# Synchronizations With TorchRec KeyedJaggedTensor

> Source: <https://leimao.github.io/blog/TorchRec-KeyedJaggedTensor-Synchronizations/>
> Published: 2026-06-05 07:00:00+00:00

# Synchronizations With TorchRec KeyedJaggedTensor

Introduction

In recommendation systems, sparse features such as user-item interaction ids are often used to model user preferences and item characteristics. These sparse features are then mapped to dense representations through large embedding tables.

However, there are a few challenges when working with sparse features in recommendation systems:

- Different samples may have different numbers of interactions, leading to variable-length input data.
- There are often lots of sparse features being used in recommendation systems.

In a batch of requests, if all sparse features are padded to the same length, the embedding tables will produce many useless embedding vectors. That wastes memory and downstream compute resources. If each sparse feature accesses embedding tables independently, the overhead becomes large when the number of sparse features is large.

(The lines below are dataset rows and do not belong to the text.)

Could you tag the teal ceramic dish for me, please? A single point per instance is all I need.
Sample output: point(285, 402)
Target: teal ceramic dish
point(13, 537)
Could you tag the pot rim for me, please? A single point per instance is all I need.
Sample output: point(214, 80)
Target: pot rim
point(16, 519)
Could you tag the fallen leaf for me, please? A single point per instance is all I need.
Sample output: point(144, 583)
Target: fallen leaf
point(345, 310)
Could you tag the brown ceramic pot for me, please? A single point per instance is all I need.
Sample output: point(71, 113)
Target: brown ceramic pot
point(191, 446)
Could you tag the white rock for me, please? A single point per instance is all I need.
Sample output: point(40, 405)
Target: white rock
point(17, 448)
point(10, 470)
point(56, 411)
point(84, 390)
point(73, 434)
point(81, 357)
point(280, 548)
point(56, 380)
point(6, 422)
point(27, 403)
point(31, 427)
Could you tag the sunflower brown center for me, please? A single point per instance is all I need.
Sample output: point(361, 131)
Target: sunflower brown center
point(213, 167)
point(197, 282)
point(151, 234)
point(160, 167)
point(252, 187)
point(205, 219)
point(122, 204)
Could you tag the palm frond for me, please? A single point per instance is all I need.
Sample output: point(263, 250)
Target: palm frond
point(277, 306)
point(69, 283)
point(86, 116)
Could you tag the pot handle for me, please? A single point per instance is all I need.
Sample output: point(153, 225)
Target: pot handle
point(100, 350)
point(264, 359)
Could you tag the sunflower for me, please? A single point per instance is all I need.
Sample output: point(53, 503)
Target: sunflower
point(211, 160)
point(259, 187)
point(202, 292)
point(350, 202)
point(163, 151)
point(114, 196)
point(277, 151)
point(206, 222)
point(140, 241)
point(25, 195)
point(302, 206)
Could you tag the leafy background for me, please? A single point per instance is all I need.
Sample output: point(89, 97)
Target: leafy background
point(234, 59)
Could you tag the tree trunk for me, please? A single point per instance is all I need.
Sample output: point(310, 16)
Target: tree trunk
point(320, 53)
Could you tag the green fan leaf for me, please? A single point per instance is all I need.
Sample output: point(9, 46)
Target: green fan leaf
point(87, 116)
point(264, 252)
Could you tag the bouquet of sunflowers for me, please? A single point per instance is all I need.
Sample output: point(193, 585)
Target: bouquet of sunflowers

TorchRec [ KeyedJaggedTensor](https://github.com/meta-pytorch/torchrec/blob/release/v1.6.0/torchrec/sparse/jagged_tensor.py#L1823) was designed to address these challenges by combining sparse features across samples and across features into one large sparse feature without padding. This eliminates the memory and compute inefficiencies.

Despite its efficiency, `KeyedJaggedTensor`

has several caveats and can be used incorrectly, resulting in worse system performance. One key issue in GPU systems is synchronization. In this blog post, I would like to discuss the main pitfalls of `KeyedJaggedTensor`

and how to use it efficiently on GPU.

TorchRec Data Types

TorchRec has specific input/output data types of its modules to efficiently represent sparse features, including:

`JaggedTensor`

: a wrapper around the lengths or offsets tensor and the values tensor for a single sparse feature.`KeyedJaggedTensor`

: a wrapper that represents multiple sparse features and can be thought of as multiple`JaggedTensor`

s.`KeyedTensor`

: a wrapper around`torch.Tensor`

that allows access to tensor values through keys.

`KeyedJaggedTensor`

can be constructed from a dictionary of `JaggedTensor`

s, where the keys are the feature names. The output of `KeyedJaggedTensor`

and `EmbeddingBagCollection`

is `KeyedTensor`

, whose embeddings can be accessed through keys.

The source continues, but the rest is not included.